米中ハイテク貿易戦争突入で報復合戦…中国、米韓半導体3社を独禁法違反容疑で調査

Business Journal / 2018年6月23日 19時0分

(3)中国がクアルコムによるNXP買収に難色

 米国側から2回もビンタを食らった中国も黙っていない。クアルコムは、2016年10月にオランダのNXPセミコンダクターズを470億ドル(5兆円)で買収することで合意していた。あとは各国の独禁法の審査待ちとなり、残すは中国一国だけになっていた。

 クアルコムは通信半導体メーカーであり、NXPは車載半導体メーカーである。クアルコムは自動運転車の分野への進出を目指して、NXP買収を提案した。同じ半導体といっても、分野が異なる2社間の買収であり、独禁法に抵触する可能性はほとんどない。

 ところが、中国商務省がこの買収に突然待ったをかけた。その結果、クアルコムは4月19日、中国への独禁法の再申請をする羽目になった。これは明らかに、米国に対する中国の嫌がらせである。中国が米国へ1発ビンタを張り返したのだろう。

(4)米ベイン率いる日米韓連合による東芝メモリの買収に中国が難色

 さて上記のように、米国が2発ビンタを繰り出し、中国が1発お返しした状況で、5月末に、東芝メモリの売却に関する中国での独禁法の期限を迎えようとしていた。ことと次第によっては、中国が2発目のビンタをお見舞いすることが想定された。

 では、もし米ベイン率いる日米韓連合が東芝メモリを買収したら、どのような損害を中国が被ることになるか。

 東芝メモリのNANDの多くは、中国のスマホに搭載されていると聞いている。ところが、日米韓連合に買収されると、そのなかの米アップルや米デルが東芝メモリのNANDを独占し、ファーウエイやZTEへのNANDの供給を制限する可能性がある。よって、中国が独禁法の審査で「NO」を突きつけるのではないかと筆者は予測せざるを得なかった。

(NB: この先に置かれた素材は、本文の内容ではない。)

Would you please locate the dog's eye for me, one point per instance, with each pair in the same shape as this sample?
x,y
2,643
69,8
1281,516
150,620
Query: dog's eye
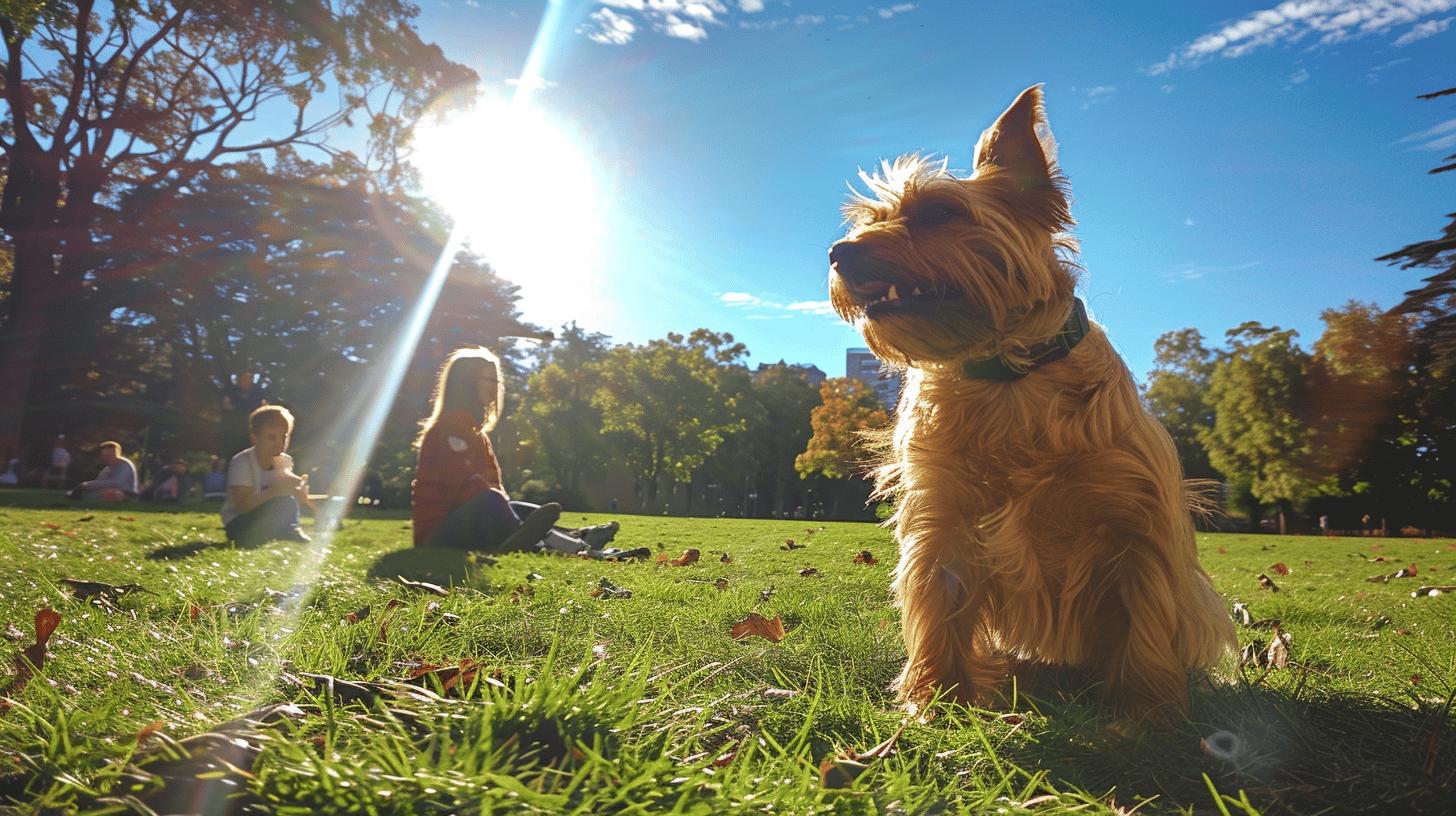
x,y
935,214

 そして、筆者が予想していたことが起き始めた。4月22日に毎日新聞が、「東芝は、東芝メモリの売却について、5月末までに独占禁止法の審査で中国当局の承認が得られなければ、売却を中止する方針を固めた」と報じたのだ。これに対して東芝は翌日の4月23日、「当該期限については当社から公表したものではない」「特定の条件下での、売却取りやめを含むいかなる具体的な方針も決定していない」とコメントしたニュースリリースを公開したが、毎日新聞の報道は的を射ていたと思う。

 なぜなら5月22日付日経新聞記事『幻のメモリー温存案』も、「2017年8月10日午前、東芝本社で開いた取締役会。綱川の不意の発言に、場の全員が息をのんだ。『メモリーを売らないプランBという選択肢もある。会見でそう説明したい』」と報じていたからだ。